Under pressure
« Je ne peux pas faire ça, Nathalie !
— Bien sûr que si. Vous devez le faire. Vous devez lui dire.
— Je n'en suis pas capable. Vous pourriez le lui dire, s'il vous plaît ?
— Il ne me croirait pas.
— Et moi il me croira plus ?
— Vous êtes son père. »
Adrien fronça les sourcils. Son père et Nathalie parlaient de lui, aucun doute, et de quelque chose qu'ils devaient lui dire. Et Nathalie voulait absolument que ce soit Gabriel qui se dévoue à le dire, ça se sentait.
Le jeune homme se tourna vers son kwami, lui demandant de quoi ils discutaient à son avis.
« Mais je sais pas, moi ! De leur mariage, peut-être ? »
Adrien retînt un éclat de rire. Si ça avait été ça, ç'aurait sans doute été Nathalie qui aurait voulu le cacher. Il en avait déjà discuté avec elle, elle considérait qu'elle ne pouvait pas mériter ce bonheur et ce rôle.
« J'aimerais bien, mais je ne pense pas que ce soit ça. »
Le garçon haussa les épaules. Il verrait bien quand son père serait prêt à parler, pour l'instant il ne pouvait qu'élaborer des théories. Et à part celle avancée par Plagg, aucune ne lui semblait crédible.
Puis il se rappela que l'écoute des conversations entre son père et Nathalie n'était pas à son programme. Il avait rendez-vous avec ses amis et Marinette, son père l'avait autorisé à y aller, et s'il continuait de traîner il serait en retard. Un sourire aux lèvres en pensant à son amoureuse, il sortît de la demeure.
Marinette... Il se rappelait le jour où elle avait trouvé le courage de lui avouer qu'elle l'aimait, la manière dont son cœur s'était arrêté avant de repartir au grand galop. Il avait failli lui dire qu'il était amoureux de Ladybug, avant de s'apercevoir que ce n'était pas vrai. Il l'avait serré dans ses bras, lui murmurant qu'il l'aimait aussi. Ils s'étaient embrassés, il n'avait jamais ressenti quelque chose d'aussi fort auparavant. Depuis, ils étaient en couple, même s'ils se faisaient discrets, pour ne pas être embêtés par Gabriel, Lila ou Chloé.

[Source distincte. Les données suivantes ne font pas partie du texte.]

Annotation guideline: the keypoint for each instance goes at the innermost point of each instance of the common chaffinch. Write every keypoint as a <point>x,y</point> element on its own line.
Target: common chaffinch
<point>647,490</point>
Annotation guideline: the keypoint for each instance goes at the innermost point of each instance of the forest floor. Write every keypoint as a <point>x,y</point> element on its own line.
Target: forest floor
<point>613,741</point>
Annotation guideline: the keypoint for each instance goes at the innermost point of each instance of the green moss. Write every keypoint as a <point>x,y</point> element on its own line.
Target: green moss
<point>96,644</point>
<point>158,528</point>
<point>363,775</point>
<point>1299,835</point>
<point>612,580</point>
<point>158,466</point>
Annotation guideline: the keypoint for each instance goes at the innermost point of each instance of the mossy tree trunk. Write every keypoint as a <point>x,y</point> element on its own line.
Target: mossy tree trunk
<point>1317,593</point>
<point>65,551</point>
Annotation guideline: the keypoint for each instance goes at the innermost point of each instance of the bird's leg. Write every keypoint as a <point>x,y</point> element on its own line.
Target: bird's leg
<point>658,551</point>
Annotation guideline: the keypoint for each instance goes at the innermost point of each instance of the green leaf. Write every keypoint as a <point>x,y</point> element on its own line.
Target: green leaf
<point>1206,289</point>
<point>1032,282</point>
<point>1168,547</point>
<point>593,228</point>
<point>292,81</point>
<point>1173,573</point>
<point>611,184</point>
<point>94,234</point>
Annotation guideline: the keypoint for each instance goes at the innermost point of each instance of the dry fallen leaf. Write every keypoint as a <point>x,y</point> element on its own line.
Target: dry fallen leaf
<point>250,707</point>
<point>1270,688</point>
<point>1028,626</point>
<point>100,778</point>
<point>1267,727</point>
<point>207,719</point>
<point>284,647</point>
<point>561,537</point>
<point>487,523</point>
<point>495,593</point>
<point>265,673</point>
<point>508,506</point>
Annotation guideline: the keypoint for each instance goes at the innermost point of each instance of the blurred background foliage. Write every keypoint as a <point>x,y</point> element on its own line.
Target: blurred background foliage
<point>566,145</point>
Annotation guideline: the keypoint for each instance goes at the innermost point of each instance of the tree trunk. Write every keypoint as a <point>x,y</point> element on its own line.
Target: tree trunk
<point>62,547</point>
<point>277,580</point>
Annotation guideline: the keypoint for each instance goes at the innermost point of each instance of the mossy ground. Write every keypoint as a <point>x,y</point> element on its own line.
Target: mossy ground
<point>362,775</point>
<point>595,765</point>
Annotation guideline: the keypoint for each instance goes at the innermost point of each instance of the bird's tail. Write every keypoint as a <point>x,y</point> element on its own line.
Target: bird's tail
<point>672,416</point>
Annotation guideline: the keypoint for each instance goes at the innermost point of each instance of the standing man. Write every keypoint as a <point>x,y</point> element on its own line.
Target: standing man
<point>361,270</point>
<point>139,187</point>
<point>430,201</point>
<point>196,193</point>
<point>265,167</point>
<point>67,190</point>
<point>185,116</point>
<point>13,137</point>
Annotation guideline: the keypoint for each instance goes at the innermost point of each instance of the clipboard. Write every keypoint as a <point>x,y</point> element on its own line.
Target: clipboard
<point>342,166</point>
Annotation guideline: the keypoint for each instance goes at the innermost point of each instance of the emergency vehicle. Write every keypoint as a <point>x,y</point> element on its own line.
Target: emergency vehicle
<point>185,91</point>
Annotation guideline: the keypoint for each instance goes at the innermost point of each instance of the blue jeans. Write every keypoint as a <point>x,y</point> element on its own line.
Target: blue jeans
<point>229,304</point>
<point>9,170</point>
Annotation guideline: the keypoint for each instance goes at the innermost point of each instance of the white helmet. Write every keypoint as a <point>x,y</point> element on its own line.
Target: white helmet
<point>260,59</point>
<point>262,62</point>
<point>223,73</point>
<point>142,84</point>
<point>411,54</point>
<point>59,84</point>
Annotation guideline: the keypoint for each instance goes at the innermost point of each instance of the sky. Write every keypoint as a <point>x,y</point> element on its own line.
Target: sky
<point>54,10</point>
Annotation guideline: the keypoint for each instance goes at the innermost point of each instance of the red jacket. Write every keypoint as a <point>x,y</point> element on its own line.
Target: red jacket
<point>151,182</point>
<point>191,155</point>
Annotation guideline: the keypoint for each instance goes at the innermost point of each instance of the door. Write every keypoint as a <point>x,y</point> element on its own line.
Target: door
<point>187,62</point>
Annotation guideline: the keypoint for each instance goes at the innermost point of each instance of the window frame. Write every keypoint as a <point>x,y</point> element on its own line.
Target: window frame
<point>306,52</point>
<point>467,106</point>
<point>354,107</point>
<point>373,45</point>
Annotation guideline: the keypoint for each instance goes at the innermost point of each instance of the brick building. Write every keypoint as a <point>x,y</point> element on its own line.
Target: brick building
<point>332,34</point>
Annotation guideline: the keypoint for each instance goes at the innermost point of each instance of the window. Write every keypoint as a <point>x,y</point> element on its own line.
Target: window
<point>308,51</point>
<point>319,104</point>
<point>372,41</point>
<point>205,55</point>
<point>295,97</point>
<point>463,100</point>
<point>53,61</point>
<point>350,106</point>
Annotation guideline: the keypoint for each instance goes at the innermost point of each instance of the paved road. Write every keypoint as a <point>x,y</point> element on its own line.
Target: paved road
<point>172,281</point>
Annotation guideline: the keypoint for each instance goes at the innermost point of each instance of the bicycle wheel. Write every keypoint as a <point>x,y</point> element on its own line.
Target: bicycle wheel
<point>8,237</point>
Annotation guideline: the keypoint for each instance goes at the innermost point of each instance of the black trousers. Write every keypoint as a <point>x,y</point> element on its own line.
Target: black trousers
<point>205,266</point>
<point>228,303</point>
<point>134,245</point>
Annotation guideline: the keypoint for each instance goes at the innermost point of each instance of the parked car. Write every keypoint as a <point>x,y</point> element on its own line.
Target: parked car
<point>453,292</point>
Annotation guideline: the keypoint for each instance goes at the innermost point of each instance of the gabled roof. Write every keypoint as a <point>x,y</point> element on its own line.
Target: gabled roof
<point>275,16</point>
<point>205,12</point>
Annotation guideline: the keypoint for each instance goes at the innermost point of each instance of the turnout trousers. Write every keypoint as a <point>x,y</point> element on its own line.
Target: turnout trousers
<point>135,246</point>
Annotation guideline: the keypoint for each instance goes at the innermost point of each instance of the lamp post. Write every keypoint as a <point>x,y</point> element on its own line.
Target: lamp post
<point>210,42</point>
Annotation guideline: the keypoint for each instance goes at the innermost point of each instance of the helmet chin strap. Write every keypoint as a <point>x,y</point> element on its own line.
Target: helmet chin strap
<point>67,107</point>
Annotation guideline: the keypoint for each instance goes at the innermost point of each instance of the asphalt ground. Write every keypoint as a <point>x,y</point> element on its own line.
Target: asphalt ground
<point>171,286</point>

Les souvenirs qu'ils se forgeaient ensemble étaient simplement magiques, les plus beaux de leurs vies. Et, miraculeusement, la double-vie de Chat Noir ne dérangeait pas leur amour.
************
Le soir.
Adrien terminait ses devoirs quand son père entra dans sa chambre. Il avait le visage défait, l'air inquiet. Et le blond remarqua tout de suite que son père ne portait pas son alliance.
« Père ? Que se passe-t-il ?
— Je... J'ai quelque chose à t'avouer Adrien. Je ne sais pas comment tu vas réagir, mais s'il te plaît, laisse-moi parler, ne m'interromps pas. Quand j'aurai fini... Tu feras ce que tu voudras.
» Je..., l'adulte déglutît, je suis le Papillombre. Et... C'est le Miraculous du Paon qui a tué Émilie. Tu... Tu es sa création. Je l'ai tuée, en voulant un enfant. Qu'elle ne pouvait pas me donner. Elle voulait tellement me rendre heureux qu'elle t'a créé. Puis... Évidemment, en te voyant, Amélie a été morte de jalousie. Mais la broche blessait déjà Émilie, alors je me suis opposé à ce qu'elle crée un nouveau senti pour sa sœur.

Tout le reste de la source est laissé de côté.